Le développement de ce secteur laisse donc entrevoir des perspectives intéressantes pour la colonie. Dans un but d'exploitation raisonnée, Malouet couple l'exploitation du bois avec la mise en place d'une pépinière.

La création d'une pépinière

Très rapidement, l'ordonnateur engage des recherches et des travaux dans le but de mettre en place une pépinière. Il s'agit de rassembler en un même endroit les espèces de bois exploitables, répondant à la fois au problème de dispersement des différentes essences dans la forêt, à la difficulté de les exploiter, et favoriser le reboisement des zones défrichées laissées à l'abandon. Malouet informe le ministre le 1er février 1777 qu'il a fait délimiter et défricher un terrain sur 300 arpents autour de Cayenne, où il fait venir des plants et des graines994. Toutefois, comme le fait remarquer Julien Touchet, ce projet trouve ses origines chez le baron de Bessner qui, en 1775, propose la création d'une pépinière en Guyane.
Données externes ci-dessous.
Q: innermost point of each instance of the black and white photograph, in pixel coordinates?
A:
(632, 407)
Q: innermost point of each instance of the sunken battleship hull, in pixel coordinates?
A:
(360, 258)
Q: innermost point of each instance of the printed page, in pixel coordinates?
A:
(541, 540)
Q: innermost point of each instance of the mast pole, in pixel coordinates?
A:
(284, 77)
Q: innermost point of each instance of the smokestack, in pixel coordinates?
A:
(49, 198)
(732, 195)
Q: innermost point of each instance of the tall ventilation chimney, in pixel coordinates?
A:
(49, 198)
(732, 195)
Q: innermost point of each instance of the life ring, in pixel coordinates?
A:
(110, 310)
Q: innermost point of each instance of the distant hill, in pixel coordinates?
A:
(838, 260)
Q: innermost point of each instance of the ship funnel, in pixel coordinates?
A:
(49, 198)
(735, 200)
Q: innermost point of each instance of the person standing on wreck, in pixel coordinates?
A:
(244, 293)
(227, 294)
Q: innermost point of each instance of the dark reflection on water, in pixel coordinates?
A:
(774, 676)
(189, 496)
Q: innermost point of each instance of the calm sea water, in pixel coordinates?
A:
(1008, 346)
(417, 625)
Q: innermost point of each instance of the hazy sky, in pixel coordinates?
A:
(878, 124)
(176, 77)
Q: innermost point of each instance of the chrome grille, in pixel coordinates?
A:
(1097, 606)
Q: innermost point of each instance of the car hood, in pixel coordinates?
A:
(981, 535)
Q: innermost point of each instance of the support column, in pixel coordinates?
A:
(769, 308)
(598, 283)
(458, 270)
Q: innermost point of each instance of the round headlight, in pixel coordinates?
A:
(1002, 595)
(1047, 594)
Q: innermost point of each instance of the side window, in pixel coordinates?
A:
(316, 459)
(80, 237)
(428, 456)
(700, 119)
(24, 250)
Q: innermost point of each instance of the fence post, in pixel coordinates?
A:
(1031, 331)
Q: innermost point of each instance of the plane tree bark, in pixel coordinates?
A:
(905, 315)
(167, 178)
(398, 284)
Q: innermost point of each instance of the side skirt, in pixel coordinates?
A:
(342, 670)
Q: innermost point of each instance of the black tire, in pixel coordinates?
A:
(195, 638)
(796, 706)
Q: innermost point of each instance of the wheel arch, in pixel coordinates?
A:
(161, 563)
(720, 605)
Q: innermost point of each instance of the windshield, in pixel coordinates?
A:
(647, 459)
Il faut d'abord inventorier les différentes espèces utiles, tâche pour laquelle le baron propose son frère, et ensuite les multiplier dans une pépinière. Son entretien ne sera pas dispendieux : Bessner estime qu'un petit nombre d'esclaves, sous la supervision d'un jardinier et d'un élève fera l'affaire. Le gouverneur Fiedmond s'oppose en partie à l'emploie du chevalier de Bessner car il estime que ses compétences en botanique sont trop succinctes. En revanche il donne son aval pour qu'il dirige la pépinière et s'occupe du dessin des plantes995.

De fait, la réalisation d'un tel projet nécessite un personnel compétent. Le ministre Sartine écrit donc à Malouet le 21 août 1776 qu'il engage le jardinier Millet, et que ce dernier embarquera

991 ANOM C14/45 F° 395

992 ANOM C14/45 F° 396

993 ANOM C14/44 F° 168

994 Pierre Victor MALOUET, Collection de mémoires, tome 1, op. cit., p. 328.

995 Julien TOUCHET, Botanique et colonisation en Guyane (1720-1848), op. cit., p. 145-148.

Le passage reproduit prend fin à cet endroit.